Although lockdown rules in Croatia have relaxed at this point, there was still no vaccine. Great Britain’s Dan Evans said it was “a bad example to set” and Australia’s Nick Kyrgios described it as a “rash decision” to play.
Djokovic then apologized, saying it was “too early” to organize the event but that the decision was prompted by “a pure heart” and “good intentions”.
He again caused frustration a year ago when he asked Australian Open tournament director Craig Tiley to relax the quarantine rules, including suggestions such as reducing periods of isolation and transfer of quarantined players to private homes with tennis courts.
Again, Djokovic stressed “good intentions” and said his letter was “misinterpreted as selfish, difficult and ungrateful”.
A spiritual and passionate Serb who wants to be loved
Good intentions are the tenet of his Novak Djokovic foundation, which builds kindergartens and supports teacher training in Serbia to give “children from disadvantaged areas the chance to learn and play in a safe, creative and stimulating environment” , and draws inspiration from his war-torn childhood.
His country is at the heart of his motivation, having made playing for his national team alongside the Grand Slam as his most important sporting goals, and he also enjoys handing out racquets to young fans in the crowd.

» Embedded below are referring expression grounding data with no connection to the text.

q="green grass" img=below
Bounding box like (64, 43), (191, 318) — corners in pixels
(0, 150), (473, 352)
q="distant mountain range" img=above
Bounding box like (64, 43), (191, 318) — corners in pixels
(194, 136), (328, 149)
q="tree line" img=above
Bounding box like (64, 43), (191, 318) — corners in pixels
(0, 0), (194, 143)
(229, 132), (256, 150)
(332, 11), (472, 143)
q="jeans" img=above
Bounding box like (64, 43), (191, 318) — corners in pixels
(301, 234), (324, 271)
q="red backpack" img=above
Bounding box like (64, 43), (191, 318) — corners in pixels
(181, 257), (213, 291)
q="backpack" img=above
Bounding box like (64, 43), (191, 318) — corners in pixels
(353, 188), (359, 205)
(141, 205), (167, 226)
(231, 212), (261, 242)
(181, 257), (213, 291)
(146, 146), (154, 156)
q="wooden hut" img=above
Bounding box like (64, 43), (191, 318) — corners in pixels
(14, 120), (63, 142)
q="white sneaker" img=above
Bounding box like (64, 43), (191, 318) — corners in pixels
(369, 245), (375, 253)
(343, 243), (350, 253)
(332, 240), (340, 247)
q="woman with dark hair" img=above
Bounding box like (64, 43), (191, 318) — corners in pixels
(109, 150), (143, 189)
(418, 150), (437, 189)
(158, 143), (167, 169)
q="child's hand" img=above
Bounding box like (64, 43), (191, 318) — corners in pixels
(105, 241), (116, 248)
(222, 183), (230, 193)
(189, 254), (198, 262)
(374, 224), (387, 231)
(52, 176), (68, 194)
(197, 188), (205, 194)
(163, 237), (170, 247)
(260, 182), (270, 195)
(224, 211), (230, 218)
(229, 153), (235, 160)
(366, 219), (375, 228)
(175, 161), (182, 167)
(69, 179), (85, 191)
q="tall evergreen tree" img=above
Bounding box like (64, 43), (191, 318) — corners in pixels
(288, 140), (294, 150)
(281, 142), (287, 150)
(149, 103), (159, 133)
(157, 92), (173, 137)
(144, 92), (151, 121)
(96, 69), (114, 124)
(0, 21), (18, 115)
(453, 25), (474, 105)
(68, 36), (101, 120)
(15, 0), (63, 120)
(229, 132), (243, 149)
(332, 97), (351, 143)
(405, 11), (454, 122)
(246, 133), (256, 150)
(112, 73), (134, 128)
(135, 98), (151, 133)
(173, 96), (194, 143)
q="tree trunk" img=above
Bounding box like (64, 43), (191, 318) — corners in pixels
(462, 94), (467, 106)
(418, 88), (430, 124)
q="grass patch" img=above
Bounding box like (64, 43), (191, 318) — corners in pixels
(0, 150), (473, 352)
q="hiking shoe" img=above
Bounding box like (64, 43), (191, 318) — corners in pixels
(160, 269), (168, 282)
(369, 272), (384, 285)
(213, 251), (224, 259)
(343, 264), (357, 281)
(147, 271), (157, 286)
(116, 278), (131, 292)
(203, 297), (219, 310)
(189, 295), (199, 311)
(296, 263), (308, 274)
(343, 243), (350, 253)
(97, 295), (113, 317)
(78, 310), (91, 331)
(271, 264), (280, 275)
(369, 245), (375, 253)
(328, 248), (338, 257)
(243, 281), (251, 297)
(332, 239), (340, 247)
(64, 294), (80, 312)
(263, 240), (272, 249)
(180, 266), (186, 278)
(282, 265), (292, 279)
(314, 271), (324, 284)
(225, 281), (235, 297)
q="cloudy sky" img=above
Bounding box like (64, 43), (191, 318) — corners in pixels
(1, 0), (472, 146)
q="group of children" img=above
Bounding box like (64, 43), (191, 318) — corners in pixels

Djokovic’s fans – and one only needs to be a Davis Cup draw with Serbia to know that there are many of them and they are very loud – are celebrating the fact that he has been a huge success at one. time when two other greats also played – Federer and Nadal.
A highly spiritual person who practices yoga and meditation and follows a plant-based diet, Djokovic has already set a revival with a five-day mountain hike with his wife that resulted in back-to-back Grand Slam titles. .
Nicknamed “The Joker” early in his career as he made humorous impersonations of his fellow players, he also desperately seeks to be loved.
Djokovic has never had the level of support enjoyed by the great Swiss Federer and the Spaniard Nadal, especially in the Grand Slam, and particularly at the US Open where he was sometimes hostile.
Although he often brushed off boos, he couldn’t hide the tears during last year’s US Open final when he said that even though he lost the game he was “happiest man in the world” because of the love he felt from the crowd.
Serbian journalist Sasa Ozmo told BBC Radio 5 Live Breakfast that there had been “unfair treatment” of Djokovic over the years and that he “often made mistakes which fueled criticism” .
“But sometimes the things he’s done that are very positive just aren’t mentioned often enough,” he said.
The love he may have earned in New York evaporated this week in Australia, as many locals were furious that Djokovic, who said he is opposed to vaccination against Covid-19, had obtained a medical exemption by two independent medical panels organized by Tennis Australia and the State of Victoria.
Australians had to endure some of the toughest restrictions in the world – many still unable to travel interstate or overseas – and viewed the situation as special treatment.
Djokovic was detained at Melbourne Airport for several hours before border officials announced he had breached entry rules for the exemption, and his participation in the Australian Open is in the hands of a court.
The “will he, won’t he be in Australia” debate had dominated the preseason and while many questioned his opposition to the vaccination, the way he announced he was in road was considered damaging.
Post on social media to say he had obtained a medical exemption without giving the reasons left fans, locals, politicians and other gamers in search of answers.
If he wins the expulsion appeal on Monday and can bid for a record-breaking 10th Australian Open and a record-breaking 21st men’s Grand Slam title, he will most likely be booed by the home fans who have dubbed him ” Novax “, and acclaimed by those who salute him. signs of support outside the hotel where he is being held.
And if he loses the call, there’s always a chance he’ll have his ear plugged again at his next event.